Note that it is not known if the threshold is a limitation of the parameters of the program, or really the best possible solution.


Conclusion: do genes inspire Genetic Algorithms?

We have compared and checked that Genetic Algorithms have a natural origin in:

  • Initialization
  • Selection
  • Crossover
  • Mutation
  • Iterations

Yes, genetic algorithms are inspired by genes.

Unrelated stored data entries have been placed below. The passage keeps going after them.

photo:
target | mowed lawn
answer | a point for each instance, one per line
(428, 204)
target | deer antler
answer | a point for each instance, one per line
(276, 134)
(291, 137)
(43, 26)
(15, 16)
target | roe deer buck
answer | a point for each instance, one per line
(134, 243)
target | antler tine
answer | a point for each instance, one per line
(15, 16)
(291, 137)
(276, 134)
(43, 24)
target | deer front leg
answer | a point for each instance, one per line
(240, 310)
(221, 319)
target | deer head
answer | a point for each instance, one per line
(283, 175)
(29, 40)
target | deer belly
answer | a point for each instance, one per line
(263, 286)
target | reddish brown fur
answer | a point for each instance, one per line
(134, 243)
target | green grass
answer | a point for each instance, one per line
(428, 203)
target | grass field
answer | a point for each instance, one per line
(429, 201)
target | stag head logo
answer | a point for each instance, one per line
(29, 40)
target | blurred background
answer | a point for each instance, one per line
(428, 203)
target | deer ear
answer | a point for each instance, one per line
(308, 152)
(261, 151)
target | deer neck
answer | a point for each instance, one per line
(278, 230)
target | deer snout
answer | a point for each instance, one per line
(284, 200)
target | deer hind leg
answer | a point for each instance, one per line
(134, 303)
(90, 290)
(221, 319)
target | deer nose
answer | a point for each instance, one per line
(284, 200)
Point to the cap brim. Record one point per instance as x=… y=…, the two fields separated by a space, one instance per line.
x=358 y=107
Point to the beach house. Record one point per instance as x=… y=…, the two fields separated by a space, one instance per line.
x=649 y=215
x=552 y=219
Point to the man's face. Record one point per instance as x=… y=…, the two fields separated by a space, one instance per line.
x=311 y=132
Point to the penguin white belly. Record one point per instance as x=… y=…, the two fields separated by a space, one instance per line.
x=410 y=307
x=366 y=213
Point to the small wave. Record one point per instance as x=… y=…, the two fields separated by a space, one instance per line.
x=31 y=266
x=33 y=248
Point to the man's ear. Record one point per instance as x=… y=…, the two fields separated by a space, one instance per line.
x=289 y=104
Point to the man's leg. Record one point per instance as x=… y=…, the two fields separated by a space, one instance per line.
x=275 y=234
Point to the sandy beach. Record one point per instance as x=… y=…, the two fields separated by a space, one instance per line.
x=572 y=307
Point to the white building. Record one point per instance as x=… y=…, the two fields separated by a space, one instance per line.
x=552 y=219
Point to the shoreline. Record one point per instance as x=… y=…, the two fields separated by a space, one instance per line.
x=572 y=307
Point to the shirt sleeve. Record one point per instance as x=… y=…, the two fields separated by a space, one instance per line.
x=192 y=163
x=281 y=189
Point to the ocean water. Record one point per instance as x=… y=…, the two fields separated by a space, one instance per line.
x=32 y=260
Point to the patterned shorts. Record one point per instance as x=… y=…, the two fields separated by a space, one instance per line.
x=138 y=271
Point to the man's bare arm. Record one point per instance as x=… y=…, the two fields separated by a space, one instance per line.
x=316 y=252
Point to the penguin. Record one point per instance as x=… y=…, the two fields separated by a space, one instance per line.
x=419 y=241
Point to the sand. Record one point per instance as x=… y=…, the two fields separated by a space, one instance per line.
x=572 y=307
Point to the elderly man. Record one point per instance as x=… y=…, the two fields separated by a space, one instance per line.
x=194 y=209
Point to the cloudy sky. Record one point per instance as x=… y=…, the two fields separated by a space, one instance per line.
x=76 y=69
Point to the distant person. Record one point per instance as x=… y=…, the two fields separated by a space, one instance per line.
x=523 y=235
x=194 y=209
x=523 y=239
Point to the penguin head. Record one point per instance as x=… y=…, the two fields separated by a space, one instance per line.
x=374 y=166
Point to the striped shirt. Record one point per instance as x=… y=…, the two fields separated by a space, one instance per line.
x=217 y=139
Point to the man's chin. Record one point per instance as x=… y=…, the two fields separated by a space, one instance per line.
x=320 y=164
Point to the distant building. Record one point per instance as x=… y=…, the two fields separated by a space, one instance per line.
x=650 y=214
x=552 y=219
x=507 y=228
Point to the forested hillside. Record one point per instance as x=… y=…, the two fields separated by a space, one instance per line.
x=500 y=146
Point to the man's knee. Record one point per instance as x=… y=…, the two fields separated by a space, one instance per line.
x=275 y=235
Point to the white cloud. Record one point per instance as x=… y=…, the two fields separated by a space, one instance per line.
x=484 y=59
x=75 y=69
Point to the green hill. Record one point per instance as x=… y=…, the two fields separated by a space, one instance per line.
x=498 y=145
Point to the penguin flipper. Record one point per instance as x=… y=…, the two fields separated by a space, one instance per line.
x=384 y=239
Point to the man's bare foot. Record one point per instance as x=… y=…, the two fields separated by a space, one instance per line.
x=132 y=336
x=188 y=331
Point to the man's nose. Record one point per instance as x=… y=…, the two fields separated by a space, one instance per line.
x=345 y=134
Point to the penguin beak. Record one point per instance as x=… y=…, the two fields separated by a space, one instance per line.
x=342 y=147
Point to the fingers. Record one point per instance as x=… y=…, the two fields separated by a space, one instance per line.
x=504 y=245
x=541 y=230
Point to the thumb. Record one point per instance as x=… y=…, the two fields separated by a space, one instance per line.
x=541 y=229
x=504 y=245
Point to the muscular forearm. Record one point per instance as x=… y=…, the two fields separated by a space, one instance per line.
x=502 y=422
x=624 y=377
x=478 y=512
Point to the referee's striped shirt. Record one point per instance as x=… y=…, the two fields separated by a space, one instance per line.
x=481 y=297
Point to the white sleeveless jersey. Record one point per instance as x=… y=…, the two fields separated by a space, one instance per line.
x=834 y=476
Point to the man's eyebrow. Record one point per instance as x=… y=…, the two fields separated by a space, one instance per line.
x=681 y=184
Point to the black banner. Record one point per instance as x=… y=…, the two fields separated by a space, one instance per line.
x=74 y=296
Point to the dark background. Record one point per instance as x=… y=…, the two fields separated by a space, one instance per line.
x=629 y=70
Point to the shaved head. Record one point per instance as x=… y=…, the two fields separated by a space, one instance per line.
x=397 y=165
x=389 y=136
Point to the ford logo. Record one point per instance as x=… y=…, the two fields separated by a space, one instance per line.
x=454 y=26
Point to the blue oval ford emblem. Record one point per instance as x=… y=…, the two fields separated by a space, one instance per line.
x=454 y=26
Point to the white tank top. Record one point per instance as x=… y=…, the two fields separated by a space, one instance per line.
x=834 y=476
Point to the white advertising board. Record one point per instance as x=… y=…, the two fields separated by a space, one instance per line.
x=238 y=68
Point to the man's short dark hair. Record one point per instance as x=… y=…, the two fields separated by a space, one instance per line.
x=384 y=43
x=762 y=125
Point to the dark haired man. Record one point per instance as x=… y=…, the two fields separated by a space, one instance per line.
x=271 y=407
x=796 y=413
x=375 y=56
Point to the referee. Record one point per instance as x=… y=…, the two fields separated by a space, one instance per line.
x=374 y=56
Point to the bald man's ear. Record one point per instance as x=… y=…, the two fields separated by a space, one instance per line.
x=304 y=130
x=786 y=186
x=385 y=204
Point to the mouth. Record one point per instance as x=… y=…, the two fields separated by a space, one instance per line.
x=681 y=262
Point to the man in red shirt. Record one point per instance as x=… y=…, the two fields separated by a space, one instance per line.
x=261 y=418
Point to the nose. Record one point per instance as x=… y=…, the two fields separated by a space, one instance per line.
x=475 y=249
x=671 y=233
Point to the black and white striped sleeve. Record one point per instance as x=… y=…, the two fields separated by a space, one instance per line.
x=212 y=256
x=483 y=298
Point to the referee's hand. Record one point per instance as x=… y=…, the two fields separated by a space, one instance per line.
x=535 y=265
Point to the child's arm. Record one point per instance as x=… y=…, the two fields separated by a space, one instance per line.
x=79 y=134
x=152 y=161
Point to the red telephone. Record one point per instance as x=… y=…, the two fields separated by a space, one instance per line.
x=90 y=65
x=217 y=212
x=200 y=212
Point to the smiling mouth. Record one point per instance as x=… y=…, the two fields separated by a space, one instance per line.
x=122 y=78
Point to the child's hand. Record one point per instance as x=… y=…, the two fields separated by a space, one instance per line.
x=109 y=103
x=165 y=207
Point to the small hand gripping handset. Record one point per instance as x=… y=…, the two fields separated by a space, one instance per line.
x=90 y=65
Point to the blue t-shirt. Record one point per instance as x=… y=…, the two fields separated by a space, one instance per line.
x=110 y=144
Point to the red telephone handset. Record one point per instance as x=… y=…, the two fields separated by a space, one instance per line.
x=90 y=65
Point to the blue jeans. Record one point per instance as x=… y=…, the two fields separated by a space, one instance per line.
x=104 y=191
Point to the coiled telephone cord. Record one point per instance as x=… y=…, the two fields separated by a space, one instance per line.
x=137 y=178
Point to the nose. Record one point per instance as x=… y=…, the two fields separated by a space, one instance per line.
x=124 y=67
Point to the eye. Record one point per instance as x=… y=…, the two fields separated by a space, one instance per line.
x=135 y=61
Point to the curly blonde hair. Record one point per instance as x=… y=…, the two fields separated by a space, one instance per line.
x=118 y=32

It should be included in your algorithm toolkit, when problems are too complex to be fully (“greedy”) investigated.

You may expect the genetic algorithm to progress, maybe not quickly, to an optimum, at least progressing to an optimum and providing you a solution, in opposite to some algorithms which would run more or less forevever without providing a solution.